I use trackpad on MBP, and a Microsoft Basic mouse on both my iMac, and work Dell laptop.
I cannot stand PC trackpads. They're all so twitchy. I can't hover my finger over the pad without it clicking, or jostling the cursor around. I have the Dell setup to disable the trackpad when a mouse is connected. With a MBP, I've never had a problem.
As for the "Is the Magic Mouse any good" question. I tried to get used to it for about a year. I just couldn't.
First, like PC trackpads, the touch was too sensitive. When moving between keyboard to mouse it would decide I'd done some sort of gesture and scroll, assume I meant to go "back", or some other nonsense. No matter how steady I'd try to grab it, or how "all at once" I tried to be, I'd trigger something. Infuriating. They really should have had some sort of delay on accepting gestures when detecting you're just grabbing the mouse.
Second, Mojang and Google Maps both refused to interpret the scroll gestures correctly. I couldn't easily change inventory slots in Minecraft (without relying on the keyboard), and Google would just zoom to as far in or as far out as possible at the slightest use of the scroll action. Often accidental input ended up wasting any mapping effort I tried. Perhaps Google was trying to hurt Apple's brand, but I really just hurt my opinion of Google... the rest of the web dealt with scrolling just fine.

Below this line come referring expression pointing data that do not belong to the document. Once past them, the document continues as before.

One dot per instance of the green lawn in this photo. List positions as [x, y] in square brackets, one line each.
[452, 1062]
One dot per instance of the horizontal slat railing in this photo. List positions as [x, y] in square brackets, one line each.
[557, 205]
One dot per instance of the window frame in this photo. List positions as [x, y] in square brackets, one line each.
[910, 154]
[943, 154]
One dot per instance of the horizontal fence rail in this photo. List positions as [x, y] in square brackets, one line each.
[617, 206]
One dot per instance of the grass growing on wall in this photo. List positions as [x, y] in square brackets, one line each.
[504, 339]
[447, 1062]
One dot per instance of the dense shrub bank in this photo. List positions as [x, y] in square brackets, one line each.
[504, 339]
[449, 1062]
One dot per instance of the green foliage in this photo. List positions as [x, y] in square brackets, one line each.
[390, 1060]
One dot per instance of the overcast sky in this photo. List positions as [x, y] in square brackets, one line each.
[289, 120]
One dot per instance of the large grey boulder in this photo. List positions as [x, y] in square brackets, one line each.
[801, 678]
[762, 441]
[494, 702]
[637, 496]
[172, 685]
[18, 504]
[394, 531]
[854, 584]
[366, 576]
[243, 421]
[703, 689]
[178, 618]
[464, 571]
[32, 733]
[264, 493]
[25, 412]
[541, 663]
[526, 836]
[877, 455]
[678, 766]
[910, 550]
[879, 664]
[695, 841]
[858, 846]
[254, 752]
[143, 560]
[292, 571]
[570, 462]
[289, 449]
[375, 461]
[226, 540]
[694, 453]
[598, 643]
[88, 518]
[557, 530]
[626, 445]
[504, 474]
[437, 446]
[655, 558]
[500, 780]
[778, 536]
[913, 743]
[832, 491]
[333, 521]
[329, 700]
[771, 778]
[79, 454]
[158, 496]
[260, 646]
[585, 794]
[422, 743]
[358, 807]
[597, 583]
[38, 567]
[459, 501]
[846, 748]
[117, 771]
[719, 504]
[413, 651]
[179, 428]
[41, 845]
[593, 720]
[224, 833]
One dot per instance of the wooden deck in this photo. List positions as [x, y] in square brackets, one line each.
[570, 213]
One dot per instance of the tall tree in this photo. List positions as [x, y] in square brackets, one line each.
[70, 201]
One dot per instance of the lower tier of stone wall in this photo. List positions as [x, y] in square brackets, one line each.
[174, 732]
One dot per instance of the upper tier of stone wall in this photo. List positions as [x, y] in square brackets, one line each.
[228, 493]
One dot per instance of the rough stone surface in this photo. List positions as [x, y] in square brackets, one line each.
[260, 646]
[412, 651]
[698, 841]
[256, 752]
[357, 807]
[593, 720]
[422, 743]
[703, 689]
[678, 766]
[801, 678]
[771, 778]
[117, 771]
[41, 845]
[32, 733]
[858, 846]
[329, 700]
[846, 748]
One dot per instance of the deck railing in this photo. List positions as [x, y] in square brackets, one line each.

Third, and what did hurt my opinion of Apple though, was that the mouse was awful finicky about batteries being the exact diameter they preferred. I had the first rev mouse that used actual batteries. I figured Eneloops were perfect, as they keep charge when not used for a long time... but no. The batteries didn't sit quite aligned with where Apple wanted them, and would just not work half the time. Wrapping them in a sheet or two of paper to increase their diameter enough to made them work. AA (or AAA, I don't remember) connectors shouldn't have so little tolerance. The next gen mouse with the built in battery with the charging port on the bottom instead of the back like every corded mouse ever... I just don't understand. Sure it charges quickly, but something you just need to get something done *now*. Whoever designed that is probably the same person that designed the Apple Pencil v1 charging by sticking out the bottom of your iPad. Colossally bad user hostile designs, IMO.